The dam is currently at 55.1%, down from 55.8% last week whereas during the same period last year, the dam was floating at an impressive 70.3%.
“The drop indicates that the dam has been on a steady decline for a number of months,” said the department.
This is a stark contrast from a report which was released earlier this month that stated that dam levels across the country remain steady compared to the same period last year, with only the Eastern Cape below the 50% capacity.
The department’s spokesperson Sputnik Ratau was even quoted as saying, “the good news is that the Vaal Dam, a source of water for Gauteng’s economy, remains stable at 76.1%.”

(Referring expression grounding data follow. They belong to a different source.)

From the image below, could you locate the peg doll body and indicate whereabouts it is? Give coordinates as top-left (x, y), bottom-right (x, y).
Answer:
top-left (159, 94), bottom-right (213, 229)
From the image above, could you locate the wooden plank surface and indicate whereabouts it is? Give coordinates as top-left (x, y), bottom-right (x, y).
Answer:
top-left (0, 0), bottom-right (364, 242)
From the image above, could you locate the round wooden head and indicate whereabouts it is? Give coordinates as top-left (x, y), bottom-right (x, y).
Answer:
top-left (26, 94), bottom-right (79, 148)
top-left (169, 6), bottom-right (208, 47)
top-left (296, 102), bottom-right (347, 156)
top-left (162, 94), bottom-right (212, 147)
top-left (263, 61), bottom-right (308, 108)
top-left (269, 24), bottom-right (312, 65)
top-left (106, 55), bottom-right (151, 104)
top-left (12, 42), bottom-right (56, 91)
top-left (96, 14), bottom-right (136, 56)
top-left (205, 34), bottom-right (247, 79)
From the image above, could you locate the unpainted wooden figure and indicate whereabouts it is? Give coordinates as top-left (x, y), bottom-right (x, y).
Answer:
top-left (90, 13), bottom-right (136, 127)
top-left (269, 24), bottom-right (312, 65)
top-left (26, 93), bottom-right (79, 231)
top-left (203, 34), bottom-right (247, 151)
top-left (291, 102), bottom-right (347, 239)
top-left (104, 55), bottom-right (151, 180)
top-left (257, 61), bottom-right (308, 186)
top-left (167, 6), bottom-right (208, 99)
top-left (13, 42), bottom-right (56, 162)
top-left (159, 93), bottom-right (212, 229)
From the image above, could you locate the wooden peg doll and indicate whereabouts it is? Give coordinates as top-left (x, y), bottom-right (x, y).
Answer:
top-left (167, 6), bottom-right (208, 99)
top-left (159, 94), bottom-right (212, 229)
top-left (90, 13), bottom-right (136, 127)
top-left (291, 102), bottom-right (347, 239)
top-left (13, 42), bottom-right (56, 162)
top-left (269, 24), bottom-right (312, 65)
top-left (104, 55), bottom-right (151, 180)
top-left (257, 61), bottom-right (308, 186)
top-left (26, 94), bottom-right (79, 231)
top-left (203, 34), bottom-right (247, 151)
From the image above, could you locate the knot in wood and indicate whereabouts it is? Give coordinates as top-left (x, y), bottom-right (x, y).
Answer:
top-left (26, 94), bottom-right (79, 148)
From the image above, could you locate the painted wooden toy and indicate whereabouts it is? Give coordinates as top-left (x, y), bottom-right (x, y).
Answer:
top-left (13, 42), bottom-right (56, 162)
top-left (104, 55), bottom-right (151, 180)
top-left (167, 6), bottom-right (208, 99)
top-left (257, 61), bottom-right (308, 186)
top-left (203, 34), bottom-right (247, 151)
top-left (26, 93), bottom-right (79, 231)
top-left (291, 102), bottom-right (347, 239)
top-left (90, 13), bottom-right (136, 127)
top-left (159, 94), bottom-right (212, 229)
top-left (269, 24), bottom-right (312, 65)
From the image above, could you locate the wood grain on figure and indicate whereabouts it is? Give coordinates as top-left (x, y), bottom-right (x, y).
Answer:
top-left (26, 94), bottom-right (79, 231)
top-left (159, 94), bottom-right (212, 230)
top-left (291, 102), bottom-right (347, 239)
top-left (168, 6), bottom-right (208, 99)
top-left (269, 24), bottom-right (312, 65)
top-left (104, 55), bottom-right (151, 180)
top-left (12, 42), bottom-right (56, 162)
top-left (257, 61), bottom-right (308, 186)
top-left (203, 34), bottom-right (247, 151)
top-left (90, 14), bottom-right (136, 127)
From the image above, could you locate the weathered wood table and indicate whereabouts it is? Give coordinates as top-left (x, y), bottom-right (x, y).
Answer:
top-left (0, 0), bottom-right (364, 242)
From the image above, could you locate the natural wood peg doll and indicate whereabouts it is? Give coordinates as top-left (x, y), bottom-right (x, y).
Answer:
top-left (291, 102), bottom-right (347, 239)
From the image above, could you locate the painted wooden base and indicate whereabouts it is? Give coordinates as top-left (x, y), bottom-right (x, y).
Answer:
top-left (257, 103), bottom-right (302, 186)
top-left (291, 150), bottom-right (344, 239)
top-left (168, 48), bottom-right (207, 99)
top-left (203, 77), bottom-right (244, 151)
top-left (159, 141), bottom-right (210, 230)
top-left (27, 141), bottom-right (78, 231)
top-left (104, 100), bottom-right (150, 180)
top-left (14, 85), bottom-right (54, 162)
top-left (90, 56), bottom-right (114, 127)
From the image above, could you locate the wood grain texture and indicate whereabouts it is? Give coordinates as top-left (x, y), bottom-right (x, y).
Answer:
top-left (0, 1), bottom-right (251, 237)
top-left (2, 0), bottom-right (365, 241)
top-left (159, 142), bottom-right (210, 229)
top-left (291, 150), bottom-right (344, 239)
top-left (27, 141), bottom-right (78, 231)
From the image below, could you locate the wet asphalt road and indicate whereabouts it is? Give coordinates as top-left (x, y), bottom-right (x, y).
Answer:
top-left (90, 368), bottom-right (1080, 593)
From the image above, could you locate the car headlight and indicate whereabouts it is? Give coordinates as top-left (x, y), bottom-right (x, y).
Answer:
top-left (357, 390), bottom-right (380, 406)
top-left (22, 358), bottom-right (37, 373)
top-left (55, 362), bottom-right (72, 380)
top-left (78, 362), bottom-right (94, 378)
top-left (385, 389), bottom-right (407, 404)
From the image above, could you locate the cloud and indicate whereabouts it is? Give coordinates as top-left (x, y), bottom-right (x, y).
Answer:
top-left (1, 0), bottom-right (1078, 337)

The Vaal Dam is part of 14 dams forming part of the Integrated Vaal River System (IVRS) and is responsible for providing water to petro-chemical giant Sasol and the electricity generating company Eskom.
The IVRS has also dropped slightly from last week’s 66.4% to 66.3%, a slight difference from the 68% the dam recorded in the previous year at the same time.
The Grootdraai Dam remained the same at 99%, recorded last week. Similarly unchanged from its last week’s levels is the Sterkfontein Dam, which is at 92.7% this week.
Both the Katse and Mohale dams continue to float at concerning levels this week.
Katse Dam levels has increased from 33.8% to 34% this week, while the Mohale Dam dropped from 13.4% last week to 13% this week.
“Given that most of the dams are either dropping or remain stagnant, the Gauteng Water and Sanitation has called on water users in the province to use water sparingly as the country moves towards to the dry winter season.
“Being alert and cautious not to use water excessively will play a key role [in] ensuring that the province does not find itself in a calamitous situation in next coming months,” concluded the department.